Fraunhofer IZI receives grant from TaNeDS research program for new developments in the field of inflammatory bowel disease

The Fraunhofer Institute for Cell Therapy and Immunology’s Rostock-based Extracorporeal Immunomodulation Department has been successful in its application for a grant in the field of pharmaceutical research offered by Japanese pharmaceutical company Daiichi Sankyo Company, Limited (Daiichi Sankyo). In line with the competition title "Take a New Challenge for Drug Discovery (TaNeDS) Europe 2017", the team presented a project aimed at developing a new humanized mouse model which will improve research into inflammatory bowel disease (IBD). The project started in February 2018.

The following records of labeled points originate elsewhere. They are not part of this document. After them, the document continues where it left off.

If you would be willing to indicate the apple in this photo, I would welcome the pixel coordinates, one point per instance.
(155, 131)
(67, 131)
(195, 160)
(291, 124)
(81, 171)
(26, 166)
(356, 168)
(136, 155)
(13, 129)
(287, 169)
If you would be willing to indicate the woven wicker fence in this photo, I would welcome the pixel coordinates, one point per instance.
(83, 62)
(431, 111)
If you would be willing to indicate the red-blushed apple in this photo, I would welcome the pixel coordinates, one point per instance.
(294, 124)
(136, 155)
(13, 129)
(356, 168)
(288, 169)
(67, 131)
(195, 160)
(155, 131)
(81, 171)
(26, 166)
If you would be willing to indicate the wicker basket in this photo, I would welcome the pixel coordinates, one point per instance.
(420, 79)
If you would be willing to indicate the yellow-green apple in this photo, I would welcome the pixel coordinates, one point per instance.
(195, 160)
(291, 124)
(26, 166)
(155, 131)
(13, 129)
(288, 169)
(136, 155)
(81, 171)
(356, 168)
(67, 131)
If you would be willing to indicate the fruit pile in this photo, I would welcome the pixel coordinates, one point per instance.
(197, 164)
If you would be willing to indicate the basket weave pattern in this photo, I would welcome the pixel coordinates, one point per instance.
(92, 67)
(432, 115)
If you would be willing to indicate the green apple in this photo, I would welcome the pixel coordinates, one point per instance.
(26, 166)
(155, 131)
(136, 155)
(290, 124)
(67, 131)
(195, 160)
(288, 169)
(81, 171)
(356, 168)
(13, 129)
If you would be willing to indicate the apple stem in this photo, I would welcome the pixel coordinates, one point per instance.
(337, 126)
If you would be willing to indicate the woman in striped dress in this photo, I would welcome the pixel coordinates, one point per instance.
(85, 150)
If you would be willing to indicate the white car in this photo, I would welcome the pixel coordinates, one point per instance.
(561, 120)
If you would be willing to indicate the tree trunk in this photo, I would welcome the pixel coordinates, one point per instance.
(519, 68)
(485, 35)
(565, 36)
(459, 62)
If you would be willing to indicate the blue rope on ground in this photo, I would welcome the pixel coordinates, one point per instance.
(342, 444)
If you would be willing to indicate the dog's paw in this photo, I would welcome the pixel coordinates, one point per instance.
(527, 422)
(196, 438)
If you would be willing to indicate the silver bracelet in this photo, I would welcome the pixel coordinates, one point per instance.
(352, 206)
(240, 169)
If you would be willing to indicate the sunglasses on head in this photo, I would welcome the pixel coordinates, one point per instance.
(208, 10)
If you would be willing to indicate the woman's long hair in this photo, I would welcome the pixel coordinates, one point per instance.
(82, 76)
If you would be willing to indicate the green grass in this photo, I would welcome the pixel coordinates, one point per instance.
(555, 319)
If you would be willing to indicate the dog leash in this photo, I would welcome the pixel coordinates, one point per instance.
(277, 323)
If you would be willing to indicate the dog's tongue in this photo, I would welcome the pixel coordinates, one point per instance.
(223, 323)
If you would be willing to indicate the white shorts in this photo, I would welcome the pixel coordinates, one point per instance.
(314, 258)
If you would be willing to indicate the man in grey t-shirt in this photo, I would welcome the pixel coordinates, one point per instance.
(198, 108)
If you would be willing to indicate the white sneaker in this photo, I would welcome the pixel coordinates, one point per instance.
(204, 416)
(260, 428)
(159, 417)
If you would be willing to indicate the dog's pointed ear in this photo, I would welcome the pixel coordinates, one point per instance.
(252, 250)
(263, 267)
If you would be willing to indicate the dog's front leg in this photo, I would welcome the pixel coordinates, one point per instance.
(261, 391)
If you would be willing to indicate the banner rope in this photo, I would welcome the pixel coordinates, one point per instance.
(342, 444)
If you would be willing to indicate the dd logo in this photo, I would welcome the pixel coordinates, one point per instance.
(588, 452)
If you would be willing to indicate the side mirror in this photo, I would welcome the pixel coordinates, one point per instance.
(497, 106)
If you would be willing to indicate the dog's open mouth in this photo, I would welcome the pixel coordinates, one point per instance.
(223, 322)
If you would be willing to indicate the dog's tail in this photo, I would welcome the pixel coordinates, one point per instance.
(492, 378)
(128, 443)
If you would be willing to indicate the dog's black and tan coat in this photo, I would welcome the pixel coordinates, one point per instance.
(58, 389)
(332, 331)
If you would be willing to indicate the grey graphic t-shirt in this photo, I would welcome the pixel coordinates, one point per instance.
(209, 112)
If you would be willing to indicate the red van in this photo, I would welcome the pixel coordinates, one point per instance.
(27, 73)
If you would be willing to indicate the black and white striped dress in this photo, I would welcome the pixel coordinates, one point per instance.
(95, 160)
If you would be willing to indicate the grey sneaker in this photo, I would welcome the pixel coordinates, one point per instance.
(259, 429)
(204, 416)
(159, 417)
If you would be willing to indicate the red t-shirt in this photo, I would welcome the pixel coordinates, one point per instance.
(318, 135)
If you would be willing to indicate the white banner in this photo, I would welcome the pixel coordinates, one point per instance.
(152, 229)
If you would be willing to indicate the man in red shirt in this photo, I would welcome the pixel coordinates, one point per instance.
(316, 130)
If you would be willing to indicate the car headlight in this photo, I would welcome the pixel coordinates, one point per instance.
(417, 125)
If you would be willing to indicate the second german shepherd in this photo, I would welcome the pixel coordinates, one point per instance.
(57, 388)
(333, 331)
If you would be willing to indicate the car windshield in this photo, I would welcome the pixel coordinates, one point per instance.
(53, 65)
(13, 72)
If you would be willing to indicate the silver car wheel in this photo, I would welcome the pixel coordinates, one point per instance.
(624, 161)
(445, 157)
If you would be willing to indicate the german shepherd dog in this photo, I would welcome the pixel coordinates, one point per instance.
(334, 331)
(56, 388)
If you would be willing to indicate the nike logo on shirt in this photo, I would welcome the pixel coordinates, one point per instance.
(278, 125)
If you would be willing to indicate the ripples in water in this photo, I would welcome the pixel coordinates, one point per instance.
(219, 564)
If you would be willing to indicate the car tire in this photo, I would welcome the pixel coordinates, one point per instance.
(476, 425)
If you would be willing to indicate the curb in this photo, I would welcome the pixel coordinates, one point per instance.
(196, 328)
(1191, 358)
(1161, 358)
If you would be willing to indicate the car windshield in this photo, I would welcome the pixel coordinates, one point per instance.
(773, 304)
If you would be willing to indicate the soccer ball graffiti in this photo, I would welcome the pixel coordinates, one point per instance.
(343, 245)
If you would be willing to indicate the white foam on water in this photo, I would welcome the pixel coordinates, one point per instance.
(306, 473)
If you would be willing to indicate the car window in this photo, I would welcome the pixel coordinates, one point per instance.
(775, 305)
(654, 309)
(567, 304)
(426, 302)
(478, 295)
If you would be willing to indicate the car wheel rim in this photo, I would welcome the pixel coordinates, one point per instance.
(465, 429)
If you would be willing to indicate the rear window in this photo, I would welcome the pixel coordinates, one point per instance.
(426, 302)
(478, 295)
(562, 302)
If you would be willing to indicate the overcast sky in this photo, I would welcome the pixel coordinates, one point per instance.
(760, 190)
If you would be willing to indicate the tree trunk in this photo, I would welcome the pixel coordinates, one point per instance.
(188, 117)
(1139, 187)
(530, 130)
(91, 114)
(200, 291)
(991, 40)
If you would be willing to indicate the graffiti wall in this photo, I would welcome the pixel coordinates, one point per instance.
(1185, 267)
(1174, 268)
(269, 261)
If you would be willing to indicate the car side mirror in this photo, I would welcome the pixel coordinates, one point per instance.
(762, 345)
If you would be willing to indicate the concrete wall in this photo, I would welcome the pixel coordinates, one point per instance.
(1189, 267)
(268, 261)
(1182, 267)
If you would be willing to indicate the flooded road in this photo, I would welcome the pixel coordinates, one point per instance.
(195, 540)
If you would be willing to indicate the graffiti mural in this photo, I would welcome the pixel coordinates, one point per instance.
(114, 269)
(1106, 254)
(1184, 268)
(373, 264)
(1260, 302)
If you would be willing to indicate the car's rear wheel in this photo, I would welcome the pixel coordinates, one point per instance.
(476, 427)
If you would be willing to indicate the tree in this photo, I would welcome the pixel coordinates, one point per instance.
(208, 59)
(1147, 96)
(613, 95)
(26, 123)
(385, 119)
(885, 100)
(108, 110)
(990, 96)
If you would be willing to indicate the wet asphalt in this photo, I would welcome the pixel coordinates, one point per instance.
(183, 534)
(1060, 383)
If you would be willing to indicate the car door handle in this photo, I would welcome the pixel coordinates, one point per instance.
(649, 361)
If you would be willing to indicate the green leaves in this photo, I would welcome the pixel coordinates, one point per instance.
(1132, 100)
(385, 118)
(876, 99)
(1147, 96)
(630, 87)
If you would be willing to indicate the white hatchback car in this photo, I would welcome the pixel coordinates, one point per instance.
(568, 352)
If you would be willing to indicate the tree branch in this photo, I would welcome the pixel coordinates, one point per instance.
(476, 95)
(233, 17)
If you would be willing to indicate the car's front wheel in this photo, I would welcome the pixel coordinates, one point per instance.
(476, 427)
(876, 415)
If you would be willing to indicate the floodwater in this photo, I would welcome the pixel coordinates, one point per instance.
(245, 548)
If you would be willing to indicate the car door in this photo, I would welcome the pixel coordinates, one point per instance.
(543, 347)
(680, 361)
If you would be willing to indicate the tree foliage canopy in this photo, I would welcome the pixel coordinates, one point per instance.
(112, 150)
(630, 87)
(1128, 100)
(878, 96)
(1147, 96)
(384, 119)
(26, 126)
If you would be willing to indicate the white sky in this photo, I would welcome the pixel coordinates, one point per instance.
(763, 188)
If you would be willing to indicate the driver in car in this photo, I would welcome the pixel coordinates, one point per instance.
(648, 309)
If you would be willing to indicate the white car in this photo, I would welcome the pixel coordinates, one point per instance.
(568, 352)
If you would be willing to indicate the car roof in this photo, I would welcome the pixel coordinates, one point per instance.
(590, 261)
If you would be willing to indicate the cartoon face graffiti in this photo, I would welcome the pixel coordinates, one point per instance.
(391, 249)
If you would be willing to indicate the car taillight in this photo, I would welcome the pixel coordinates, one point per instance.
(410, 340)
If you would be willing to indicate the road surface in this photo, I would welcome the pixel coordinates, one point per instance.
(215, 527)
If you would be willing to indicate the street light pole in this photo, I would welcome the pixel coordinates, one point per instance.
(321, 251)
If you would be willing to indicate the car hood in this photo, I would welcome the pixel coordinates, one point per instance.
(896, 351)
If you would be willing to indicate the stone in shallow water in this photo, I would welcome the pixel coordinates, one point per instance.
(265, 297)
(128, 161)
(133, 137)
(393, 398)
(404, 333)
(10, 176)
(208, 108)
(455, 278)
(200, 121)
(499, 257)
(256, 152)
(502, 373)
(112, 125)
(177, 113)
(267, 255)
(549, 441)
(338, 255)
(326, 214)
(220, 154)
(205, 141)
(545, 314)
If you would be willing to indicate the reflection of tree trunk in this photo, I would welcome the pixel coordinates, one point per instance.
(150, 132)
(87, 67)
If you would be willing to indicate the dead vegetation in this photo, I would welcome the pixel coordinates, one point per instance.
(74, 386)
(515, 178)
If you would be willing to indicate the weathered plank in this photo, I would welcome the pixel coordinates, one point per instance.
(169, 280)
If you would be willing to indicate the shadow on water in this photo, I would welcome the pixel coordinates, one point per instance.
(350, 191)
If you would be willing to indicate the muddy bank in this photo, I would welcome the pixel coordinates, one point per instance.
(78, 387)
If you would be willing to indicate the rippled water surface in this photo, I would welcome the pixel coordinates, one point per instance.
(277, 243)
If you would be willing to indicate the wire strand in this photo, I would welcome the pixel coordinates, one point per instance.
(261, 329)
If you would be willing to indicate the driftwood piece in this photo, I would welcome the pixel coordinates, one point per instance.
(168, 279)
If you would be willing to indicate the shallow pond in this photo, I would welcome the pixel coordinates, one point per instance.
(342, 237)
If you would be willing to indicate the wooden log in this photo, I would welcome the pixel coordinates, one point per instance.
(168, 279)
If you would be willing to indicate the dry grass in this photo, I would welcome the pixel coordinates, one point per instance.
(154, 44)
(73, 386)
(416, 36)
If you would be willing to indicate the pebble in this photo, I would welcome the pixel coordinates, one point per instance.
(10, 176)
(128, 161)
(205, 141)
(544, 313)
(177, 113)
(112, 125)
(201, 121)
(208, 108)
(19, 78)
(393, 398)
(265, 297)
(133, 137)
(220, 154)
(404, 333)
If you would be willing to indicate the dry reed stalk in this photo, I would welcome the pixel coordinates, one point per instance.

Extracorporeal Immunomodulation Department, location Rostock, Germany
© Fraunhofer IZI
Extracorporeal Immunomodulation Department, location Rostock, Germany

Ulcerative colitis and Crohn's disease are the main types of inflammatory bowel disease (IBD), i.e. idiopathic inflammatory diseases affecting the gastrointestinal tract. These diseases affect around 2.5 million people in Europe and are still not curable today. IBD patients have to take medication for the rest of their lives and/or undergo surgical treatment. Animal models are an important instrument when it comes to improving research into these diseases and developing appropriate treatments. It is crucial here that insights gained from animals are able to be transferred to humans. In order to do this, as many aspects of the disease as possible have to be reproduced in the model exactly as they would occur in the human organism.

"The models available until now are unable to faithfully reproduce many aspects of IBD. This is particularly apparent if you compare the composition of the gut microbiota of humans and mice. Although the same bacterial strains are endemic in both organisms, differences are apparent upon closer inspection, which makes interpreting data from animal models and transferring findings to humans rather difficult. The importance of having an animal model that resembles the human disease as closely as possible is highlighted by the fact that bacterial gut flora is vastly altered in IBD patients and is critical to the disease process," explains Dr Anne Breitrück, Head of the Research Project.

One way of improving the informative value of animal models is to use humanized mouse models. The research project therefore aims to develop and optimize precisely this kind of humanized mouse model. In order to achieve the project goal, researchers from the Rostock department will work closely together with colleagues from the institute’s Leipzig headquarters. The Inflammation Models and Immunodiagnostics Unit headed up by Dr Franziska Lange is able to contribute a great deal of experience in the application of humanized animal models (e.g. septicemia, graft-versus-host disease and cancer). The Bioinformatics Unit (Dr Kristin Reiche) will monitor the success of the transplantations by drawing on sequencing processes. The research project is being funded for two years by Daiichi Sankyo Company, Limited with a total grant amount of EUR 160,000.

The TaNeDS program was first launched in Japan in 2011. Aimed at expanding cooperation work between Japanese and European scientists, the program was opened up to all EU member states in 2013 under the title "TaNeDS Europe". From 2018, the TaNeDS program was further extended to include eastern area of US under the title "TaNeDS Global".